Sunbeam was aging out as new competitors came in and dominated the market. Their facilities were older, and machinery and tooling needed improvements. The business lacked information systems to connect one department to another. Turnover was high in the factories and the board of directors was ranked one of the worst by Chief Executive magazine in 1994. It is for these reasons that Dunlap was hired and when he came on as CEO he made huge changes by laying off around thirty-five percent of the company and shutting down factories all over the US to move operations to Mexico where labor and fees would be substantially less.
The philosophy of Dunlap had more to do with creating shareholder wealth rather than keeping stakeholders happy. In his opinion, stakeholders had no claim to the business, because their money wasn’t tied to the stocks like the shareholders. I disagree with these claims on the basis that to have a properly working facility, you need employees who feel valued. Dunlap’s approach to creating value was distorted. He felt that by saving a portion of the firm instead of losing the whole thing that employees should be grateful.
“He puts his money where his mouth is” was a saying known about Dunlap. When hired on at Sunbeam he invested $5 million in Sunbeam stock for the first year of his tenure. And demanded that others on the board make substantial investments as well. Their performance should be tied to the stock options as that was the true test to see how well the company was doing. If the company performed poorly, then the board was paid less, but during great success there was nearly unlimited potential. Dunlap made about $1.5 million from his initial purchase in Sunbeam shares, but he boasts that he took no bonus packages from the company.

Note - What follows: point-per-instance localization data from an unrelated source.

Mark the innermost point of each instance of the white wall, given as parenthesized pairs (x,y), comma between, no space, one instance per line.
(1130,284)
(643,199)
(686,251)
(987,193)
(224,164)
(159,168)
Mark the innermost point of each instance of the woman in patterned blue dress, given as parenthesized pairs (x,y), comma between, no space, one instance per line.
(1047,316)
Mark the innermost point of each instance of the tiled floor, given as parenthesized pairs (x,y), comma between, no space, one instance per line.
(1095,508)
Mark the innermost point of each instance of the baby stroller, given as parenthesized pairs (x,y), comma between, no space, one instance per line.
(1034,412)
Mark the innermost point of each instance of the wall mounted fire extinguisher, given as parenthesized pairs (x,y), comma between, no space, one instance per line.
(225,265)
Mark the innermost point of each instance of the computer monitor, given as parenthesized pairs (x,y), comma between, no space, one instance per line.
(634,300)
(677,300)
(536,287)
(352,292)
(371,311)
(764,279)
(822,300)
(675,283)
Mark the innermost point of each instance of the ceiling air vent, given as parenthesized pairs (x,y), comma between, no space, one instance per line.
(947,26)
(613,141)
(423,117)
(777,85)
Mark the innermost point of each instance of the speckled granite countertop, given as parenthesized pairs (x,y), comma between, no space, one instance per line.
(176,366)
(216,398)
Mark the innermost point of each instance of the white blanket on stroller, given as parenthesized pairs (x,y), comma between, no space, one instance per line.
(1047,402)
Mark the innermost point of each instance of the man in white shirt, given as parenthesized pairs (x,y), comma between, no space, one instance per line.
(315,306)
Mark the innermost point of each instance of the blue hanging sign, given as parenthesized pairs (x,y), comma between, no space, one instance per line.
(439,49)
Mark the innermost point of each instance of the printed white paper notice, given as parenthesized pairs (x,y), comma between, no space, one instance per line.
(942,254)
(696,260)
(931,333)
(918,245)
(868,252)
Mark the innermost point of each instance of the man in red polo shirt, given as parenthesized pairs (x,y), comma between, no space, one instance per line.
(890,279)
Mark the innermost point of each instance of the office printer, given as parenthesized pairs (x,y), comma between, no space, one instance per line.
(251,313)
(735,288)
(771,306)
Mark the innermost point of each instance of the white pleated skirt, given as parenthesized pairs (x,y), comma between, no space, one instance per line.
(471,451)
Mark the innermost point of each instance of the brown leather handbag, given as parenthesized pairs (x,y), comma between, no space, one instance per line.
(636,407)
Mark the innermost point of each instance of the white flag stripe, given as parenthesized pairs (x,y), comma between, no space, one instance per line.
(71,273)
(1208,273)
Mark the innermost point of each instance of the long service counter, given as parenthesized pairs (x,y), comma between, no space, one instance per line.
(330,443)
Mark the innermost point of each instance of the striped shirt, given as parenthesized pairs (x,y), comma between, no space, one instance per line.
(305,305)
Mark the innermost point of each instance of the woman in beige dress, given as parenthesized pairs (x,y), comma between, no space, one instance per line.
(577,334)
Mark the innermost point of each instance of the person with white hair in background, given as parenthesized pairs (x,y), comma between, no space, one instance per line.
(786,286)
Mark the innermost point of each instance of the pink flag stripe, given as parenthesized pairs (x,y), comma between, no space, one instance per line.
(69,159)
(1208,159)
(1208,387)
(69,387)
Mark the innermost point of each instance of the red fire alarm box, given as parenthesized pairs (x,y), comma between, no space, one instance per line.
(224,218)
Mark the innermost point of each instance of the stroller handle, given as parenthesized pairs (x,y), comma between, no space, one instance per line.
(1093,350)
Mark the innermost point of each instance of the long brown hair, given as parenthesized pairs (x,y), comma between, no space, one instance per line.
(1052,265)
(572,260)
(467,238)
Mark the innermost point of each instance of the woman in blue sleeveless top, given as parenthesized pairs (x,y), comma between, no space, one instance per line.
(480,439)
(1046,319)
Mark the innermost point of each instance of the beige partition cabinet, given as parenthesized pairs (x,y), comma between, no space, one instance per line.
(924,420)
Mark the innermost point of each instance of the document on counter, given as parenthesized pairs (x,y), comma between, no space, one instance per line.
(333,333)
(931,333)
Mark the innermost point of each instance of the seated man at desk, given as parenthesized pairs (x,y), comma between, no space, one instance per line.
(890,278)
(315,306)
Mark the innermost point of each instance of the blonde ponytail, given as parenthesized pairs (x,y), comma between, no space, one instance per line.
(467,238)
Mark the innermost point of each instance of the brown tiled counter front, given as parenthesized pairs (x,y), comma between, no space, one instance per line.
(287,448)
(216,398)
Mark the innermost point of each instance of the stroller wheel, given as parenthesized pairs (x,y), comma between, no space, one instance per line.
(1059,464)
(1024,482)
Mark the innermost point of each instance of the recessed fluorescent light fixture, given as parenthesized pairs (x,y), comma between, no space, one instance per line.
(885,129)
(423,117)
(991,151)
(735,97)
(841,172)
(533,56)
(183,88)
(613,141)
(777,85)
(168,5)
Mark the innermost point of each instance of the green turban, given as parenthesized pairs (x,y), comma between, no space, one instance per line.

It is my belief that Dunlap was a phony. He had quick fixes to boost earnings that raised stock prices and then he would sell the company’s off to another conglomerate. He didn’t look at the long term in truly fixing the problems and instead did everything he could to cut costs fast and create an image of company wealth. With Sunbeam however, he found himself stuck in failing stock prices and the inability to further grow the business.
To evaluate Dunlap’s problems at Sunbeams I will look at the three downfalls affecting the company.
- Changes to inventory procedures
- Lack of a research and development team for new products.
- Acquisition of failing firms.
Changes to Inventory Procedures
To boost sales, Dunlap initiated a buy early and ship later policy for their outdoor living division. The stores buying the outdoor living pieces would order in the winter months a discounted rate for it being the offseason of outdoor products and Sunbeam would hold onto these products until the store was ready to take them. This led to increased inventory, holding costs, and an unfair advantage of reporting revenues as the product had not actually been turned over to the customer yet. Their financial statements appeared they were making a profit, but at the expense of holding inventory for long periods of time.
Lack of Research and Development Team
Typically, it took Sunbeam sixteen to eighteen months to complete a new product line. Dunlap wanted to speed this process up to about six months. The problem here is that Sunbeam lacked an efficient and well-staffed research and development team. It is unrealistic to believe that that not only could he reduce the lead time for a new product, but for Dunlap’s proposal of sales to double in a year it was just simply not going to happen without having the proper teams in place to develop new products and complete them in such a short amount of time.